MCP-Universe Compared to Other Benchmarks
MCP-Universe joins other proposed benchmarks based on MCP, such as MCP-Radar from the University of Massachusetts Amherst and Xi’an Jiaotong University, as well as MCPWorld from the Beijing University of Posts and Telecommunications. It builds on MCPEvals, which Salesforce released in July, primarily focusing on agents. The key distinction between MCP-Universe and MCPEvals lies in the evaluation method; while MCPEvals uses synthetic tasks, MCP-Universe assesses how well each model performs a series of tasks that closely resemble those undertaken by enterprises.

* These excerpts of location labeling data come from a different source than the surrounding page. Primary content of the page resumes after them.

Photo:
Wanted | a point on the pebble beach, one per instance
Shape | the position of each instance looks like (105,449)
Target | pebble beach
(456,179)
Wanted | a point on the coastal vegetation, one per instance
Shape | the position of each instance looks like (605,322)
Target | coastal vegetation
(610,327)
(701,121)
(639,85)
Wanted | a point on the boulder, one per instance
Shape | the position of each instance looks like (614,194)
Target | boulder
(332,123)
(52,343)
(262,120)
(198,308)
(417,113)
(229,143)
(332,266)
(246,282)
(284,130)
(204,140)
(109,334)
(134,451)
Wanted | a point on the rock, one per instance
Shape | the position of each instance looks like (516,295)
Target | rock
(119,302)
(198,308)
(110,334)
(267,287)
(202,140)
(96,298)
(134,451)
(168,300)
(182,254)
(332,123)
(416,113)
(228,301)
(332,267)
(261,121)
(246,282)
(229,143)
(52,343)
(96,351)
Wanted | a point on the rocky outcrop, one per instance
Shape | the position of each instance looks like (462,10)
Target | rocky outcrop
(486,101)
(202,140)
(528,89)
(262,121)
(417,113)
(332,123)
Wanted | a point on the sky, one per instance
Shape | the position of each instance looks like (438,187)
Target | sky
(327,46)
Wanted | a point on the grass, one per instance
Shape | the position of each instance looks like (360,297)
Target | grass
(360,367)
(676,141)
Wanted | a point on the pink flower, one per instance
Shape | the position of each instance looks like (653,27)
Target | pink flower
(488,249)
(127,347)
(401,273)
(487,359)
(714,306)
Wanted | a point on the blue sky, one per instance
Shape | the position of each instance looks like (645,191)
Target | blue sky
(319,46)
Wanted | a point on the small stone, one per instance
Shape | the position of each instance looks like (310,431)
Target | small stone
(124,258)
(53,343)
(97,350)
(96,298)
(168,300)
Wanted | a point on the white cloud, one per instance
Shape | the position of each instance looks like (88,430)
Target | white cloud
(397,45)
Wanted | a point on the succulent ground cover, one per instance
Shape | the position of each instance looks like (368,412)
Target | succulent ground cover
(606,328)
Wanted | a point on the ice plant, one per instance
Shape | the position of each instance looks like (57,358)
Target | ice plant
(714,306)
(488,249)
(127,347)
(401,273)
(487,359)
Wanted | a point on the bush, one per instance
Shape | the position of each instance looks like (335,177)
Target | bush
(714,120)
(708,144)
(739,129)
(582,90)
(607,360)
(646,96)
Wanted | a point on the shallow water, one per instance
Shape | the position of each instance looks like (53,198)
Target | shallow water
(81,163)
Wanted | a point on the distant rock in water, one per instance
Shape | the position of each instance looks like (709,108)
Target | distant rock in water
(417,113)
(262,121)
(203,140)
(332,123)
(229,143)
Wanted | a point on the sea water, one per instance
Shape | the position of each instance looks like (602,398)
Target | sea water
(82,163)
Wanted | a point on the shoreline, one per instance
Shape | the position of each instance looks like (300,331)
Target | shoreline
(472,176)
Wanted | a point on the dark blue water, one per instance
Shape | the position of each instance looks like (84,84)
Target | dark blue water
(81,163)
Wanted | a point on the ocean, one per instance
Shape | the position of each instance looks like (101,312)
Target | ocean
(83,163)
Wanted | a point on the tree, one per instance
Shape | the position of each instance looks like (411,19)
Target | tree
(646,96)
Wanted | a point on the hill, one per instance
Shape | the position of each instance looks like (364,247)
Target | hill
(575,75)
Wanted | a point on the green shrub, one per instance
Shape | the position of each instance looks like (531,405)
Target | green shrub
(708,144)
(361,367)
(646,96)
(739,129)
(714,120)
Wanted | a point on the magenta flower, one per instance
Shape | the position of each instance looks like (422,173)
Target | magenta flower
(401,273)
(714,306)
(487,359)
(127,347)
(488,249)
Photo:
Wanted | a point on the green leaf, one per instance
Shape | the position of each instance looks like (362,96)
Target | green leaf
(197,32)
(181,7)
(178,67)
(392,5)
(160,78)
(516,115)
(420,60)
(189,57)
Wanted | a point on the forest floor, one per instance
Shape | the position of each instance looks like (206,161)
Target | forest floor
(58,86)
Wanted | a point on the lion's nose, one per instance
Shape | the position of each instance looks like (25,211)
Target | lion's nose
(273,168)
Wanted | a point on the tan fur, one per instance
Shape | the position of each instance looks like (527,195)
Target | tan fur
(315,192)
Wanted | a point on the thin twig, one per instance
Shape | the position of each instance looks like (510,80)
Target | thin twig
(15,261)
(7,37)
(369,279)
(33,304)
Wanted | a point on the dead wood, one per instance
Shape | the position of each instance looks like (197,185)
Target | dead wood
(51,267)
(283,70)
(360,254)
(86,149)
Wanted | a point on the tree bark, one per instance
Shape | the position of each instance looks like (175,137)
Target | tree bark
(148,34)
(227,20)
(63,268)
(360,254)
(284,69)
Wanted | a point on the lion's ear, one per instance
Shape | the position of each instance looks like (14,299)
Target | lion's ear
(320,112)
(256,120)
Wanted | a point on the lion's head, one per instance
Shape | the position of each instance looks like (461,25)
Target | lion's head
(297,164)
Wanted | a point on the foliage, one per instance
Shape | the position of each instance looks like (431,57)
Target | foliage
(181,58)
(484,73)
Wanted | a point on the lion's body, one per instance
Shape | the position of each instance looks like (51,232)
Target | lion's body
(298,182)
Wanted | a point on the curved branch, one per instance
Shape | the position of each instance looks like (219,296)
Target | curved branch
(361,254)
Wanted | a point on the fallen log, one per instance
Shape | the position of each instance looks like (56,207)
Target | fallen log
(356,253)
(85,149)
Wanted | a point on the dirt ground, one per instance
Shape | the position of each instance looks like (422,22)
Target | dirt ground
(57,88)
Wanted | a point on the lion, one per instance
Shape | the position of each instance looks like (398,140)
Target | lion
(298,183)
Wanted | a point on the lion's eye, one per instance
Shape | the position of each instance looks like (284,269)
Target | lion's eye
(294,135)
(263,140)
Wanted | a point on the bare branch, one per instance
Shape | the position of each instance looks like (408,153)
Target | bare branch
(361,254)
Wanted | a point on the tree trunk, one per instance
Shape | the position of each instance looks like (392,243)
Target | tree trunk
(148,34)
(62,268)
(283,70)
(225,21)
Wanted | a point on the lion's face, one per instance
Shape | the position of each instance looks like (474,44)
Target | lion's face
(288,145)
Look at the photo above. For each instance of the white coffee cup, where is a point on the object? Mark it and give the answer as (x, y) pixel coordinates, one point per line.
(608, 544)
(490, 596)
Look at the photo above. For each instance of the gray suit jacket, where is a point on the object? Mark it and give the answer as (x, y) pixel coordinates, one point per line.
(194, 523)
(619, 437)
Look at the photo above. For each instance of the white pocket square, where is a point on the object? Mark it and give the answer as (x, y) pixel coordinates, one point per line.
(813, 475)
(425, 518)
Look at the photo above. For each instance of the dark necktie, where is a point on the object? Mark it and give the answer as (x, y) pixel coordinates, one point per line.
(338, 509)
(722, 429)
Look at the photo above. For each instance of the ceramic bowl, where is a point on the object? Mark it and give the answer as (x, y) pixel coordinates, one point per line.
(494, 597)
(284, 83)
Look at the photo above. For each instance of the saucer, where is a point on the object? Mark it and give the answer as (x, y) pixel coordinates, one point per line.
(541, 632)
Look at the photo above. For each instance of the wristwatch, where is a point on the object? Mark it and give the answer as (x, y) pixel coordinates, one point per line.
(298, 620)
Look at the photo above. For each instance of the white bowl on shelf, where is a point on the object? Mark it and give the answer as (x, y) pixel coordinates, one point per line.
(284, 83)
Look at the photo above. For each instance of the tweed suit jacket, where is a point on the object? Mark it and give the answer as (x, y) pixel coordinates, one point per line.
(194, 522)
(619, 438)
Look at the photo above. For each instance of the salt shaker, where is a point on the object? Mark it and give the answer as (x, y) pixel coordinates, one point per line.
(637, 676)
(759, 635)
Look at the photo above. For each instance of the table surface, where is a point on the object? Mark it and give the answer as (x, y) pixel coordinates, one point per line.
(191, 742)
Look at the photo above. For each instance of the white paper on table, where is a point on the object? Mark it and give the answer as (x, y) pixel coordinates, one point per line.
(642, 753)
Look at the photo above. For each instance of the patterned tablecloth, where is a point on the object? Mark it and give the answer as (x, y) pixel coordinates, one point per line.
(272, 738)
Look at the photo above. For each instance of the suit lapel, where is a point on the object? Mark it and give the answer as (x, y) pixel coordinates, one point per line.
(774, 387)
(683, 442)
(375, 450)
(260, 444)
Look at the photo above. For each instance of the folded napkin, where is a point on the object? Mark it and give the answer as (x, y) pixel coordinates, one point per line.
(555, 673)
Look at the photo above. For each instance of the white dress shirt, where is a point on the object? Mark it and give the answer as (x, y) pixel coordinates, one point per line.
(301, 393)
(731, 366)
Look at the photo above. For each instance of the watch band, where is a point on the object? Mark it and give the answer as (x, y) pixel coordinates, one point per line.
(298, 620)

Salesforce designed MCP-Universe to encompass six core domains utilized by enterprises: location navigation, repository management, financial analysis, 3D design, browser automation, and web search. They accessed 11 MCP servers to create a total of 231 tasks.
Detailed Breakdown of Domains
The location navigation domain emphasizes geographic reasoning and the execution of spatial tasks, utilizing the Google Maps MCP server. The repository management domain examines codebase operations, connecting to the GitHub MCP to expose version control tools such as repository search, issue tracking, and code editing. Financial analysis is linked to the Yahoo Finance MCP server to assess quantitative reasoning and decision-making in financial markets. The 3D design domain evaluates the use of computer-aided design tools through the Blender MCP. Browser automation, connected to Playwright’s MCP, tests browser interactions, while the web searching domain employs the Google Search MCP server and the Fetch MCP to evaluate “open-domain information seeking,” structured as a more open-ended task.
Salesforce reported that it had to create new MCP tasks that reflect genuine use cases. For each domain, they developed four to five types of tasks that researchers believe LLMs can easily complete. For instance, researchers assigned models a goal involving route planning, which included identifying optimal stops and locating the final destination.
Evaluation Methodology
Each model is assessed based on its task completion. Li and his team chose to follow an execution-based evaluation paradigm rather than the more common LLM-as-a-judge system. They noted that the LLM-as-a-judge paradigm “is not well-suited for our MCP-Universe scenario, since some tasks are designed to use real-time data, while the knowledge of the LLM judge is static.”